Chlorine residue in PCF recycled paper has nothing to do with recycling
per se. It would not be present if our traditional papermaking processes
were totally chlorine-free.
Recycling Is A SYSTEM Necessary For Sustainability
Whether paper is made from trees, crops, agricultural residues,
algae or banana stalks, it needs a system for appropriate disposition
once it is used and no longer needed. If we keep producing paper,
from whatever source, without recycling it after its use, we are
wasting resources, including causing more trees to be cut or more
cropland to be planted.
Conservatree has always argued for postconsumer content requirements
and opposed substitution of alternative materials, such as sawdust,
in order to foster development of a functioning system for recycling
paper. The largest amount of paper potentially available for recycling,
that from end-users, has not been recovered in the past. Instead,
it has gone to landfills and incinerators. Now more effort is going
into developing sourcing and feeder systems from offices, separation
at materials recovery facilities (MRFs), delivery to dealers and
mills  because postconsumer content has become expected in recycled
paper. The mills and technical researchers, in their turn, have
been developing, improving, and installing new deinking technologies
to handle the difficulties presented by the inks, stickies, laser
print and other contaminants present in postconsumer materials.
Recycling has nothing to do with what fiber was originally used
in the paper or with what bleaching process was used. If it contains
tree-fibers, that is only because our present papermaking system
relies on wood. If it carries trace levels of chlorine, that's because
North American paper mills rely on chlorine and chlorine compounds
Recycling is simply a system that is necessary no matter what kind
of paper we are making.
Putting It All Together
Some advocates argue that market demand must first be created for
TCF or tree-free papers before worrying about including recycled
content. Conservatree supports 100% TCF virgin papers and 100% tree-free
papers at this point in market development, when awareness of their
importance is just beginning in the general population.
But advocates must understand that all these types of environmental
papers still need development. Despite more market share and more
availability than papers that are tree-free and chlorine-free, recycled
paper is not home-free. The recycling system is still precarious,
as the closing of new deinking mills because of technological and
market problems makes painfully clear.
Chlorine-free and tree-free papers will need recycling just like
any other paper. To keep the system going, that means they need
to include recycled material as soon as possible, too. In fact,
many already do.
We cannot turn off wastepaper collection and recycling technology
research and implementation now and expect them to be ready and
waiting when we're ready to turn them on some time in the future,
at a "perfect" time in each paper's development. Recycling is a
"just-in-time" system. It must be on-going and continually developing
in order to build to a truly environmentally sustainable production
Right now, there are recycled papers that are processed chlorine-free,
and there are papers that combine tree-free pulp with recycled content.

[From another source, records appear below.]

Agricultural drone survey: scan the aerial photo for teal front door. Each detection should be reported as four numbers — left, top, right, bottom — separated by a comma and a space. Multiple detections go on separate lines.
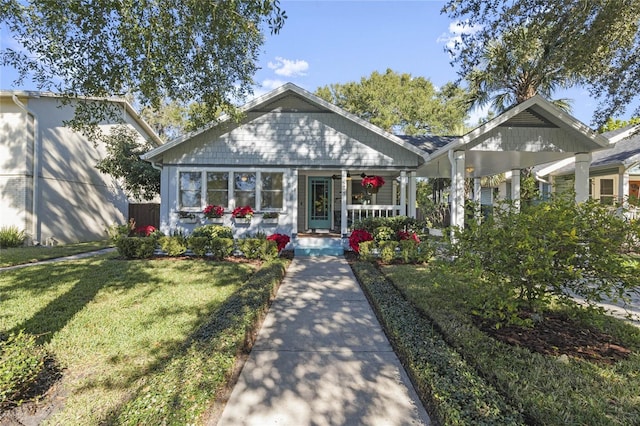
309, 177, 331, 229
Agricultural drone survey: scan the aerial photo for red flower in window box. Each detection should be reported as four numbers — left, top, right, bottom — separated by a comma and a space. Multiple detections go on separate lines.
267, 234, 291, 253
231, 206, 253, 219
202, 206, 224, 219
362, 176, 384, 192
133, 225, 156, 237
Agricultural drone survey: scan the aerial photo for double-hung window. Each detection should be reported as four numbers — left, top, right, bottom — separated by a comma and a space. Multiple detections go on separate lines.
178, 170, 284, 211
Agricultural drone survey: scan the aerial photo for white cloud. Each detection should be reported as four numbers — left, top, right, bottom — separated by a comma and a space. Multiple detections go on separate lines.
436, 21, 482, 50
267, 56, 309, 77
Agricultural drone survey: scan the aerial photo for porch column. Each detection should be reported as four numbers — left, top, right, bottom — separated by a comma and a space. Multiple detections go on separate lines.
449, 151, 465, 229
407, 172, 417, 219
574, 152, 591, 203
473, 177, 482, 221
511, 169, 520, 211
618, 166, 629, 208
340, 170, 348, 238
400, 170, 407, 216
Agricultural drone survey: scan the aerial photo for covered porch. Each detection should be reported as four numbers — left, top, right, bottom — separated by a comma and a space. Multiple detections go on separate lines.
297, 169, 417, 237
418, 96, 608, 233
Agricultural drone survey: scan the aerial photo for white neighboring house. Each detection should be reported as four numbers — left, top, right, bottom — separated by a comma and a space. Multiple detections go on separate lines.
0, 91, 162, 244
535, 125, 640, 209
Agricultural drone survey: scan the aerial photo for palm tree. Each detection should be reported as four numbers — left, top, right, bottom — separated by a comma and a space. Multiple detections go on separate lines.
467, 27, 577, 112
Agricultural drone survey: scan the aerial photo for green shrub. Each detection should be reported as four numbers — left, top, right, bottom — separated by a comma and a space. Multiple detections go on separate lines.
187, 234, 209, 257
191, 224, 233, 240
0, 331, 44, 408
378, 241, 398, 263
360, 241, 376, 262
238, 238, 278, 260
353, 262, 524, 426
452, 197, 640, 319
158, 235, 187, 257
399, 239, 420, 263
115, 237, 157, 259
0, 226, 27, 248
209, 238, 234, 260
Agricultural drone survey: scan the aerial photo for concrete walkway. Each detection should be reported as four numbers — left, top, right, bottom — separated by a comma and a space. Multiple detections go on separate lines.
218, 256, 430, 426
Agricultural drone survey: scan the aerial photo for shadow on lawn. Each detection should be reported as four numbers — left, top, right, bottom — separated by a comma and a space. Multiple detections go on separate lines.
2, 258, 158, 344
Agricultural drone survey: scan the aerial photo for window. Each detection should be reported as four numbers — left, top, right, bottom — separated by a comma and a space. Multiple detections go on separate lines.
600, 179, 614, 205
179, 172, 202, 211
178, 170, 284, 212
207, 172, 229, 208
260, 173, 284, 210
233, 172, 256, 208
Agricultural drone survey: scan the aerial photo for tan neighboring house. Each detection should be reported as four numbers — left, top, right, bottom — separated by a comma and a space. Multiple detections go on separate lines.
0, 91, 161, 244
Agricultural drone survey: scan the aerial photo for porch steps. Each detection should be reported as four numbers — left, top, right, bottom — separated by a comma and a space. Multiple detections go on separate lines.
294, 237, 344, 256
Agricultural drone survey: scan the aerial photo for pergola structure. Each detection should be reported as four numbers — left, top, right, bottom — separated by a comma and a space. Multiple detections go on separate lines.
417, 96, 609, 231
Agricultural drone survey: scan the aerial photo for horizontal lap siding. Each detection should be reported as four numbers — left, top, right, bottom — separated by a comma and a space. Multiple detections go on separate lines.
165, 113, 418, 167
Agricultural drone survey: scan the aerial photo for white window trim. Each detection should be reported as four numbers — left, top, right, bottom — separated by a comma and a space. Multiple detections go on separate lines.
176, 167, 289, 213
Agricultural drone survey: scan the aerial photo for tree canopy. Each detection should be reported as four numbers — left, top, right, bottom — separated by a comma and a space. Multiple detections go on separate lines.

There are even a couple of papers that put all three together, such
producers as Arbokem and some of Costa Rica Natural
Paper's text and cover lines. There are more papers combining all
three on the horizon, but clearly many grades will not present that
alternative for a while. Until then, buyers should choose papers
that maximize the environmental characteristics as much as possible.
But keep in mind that no matter what the fiber or the processing,
recycling has to underpin the production system.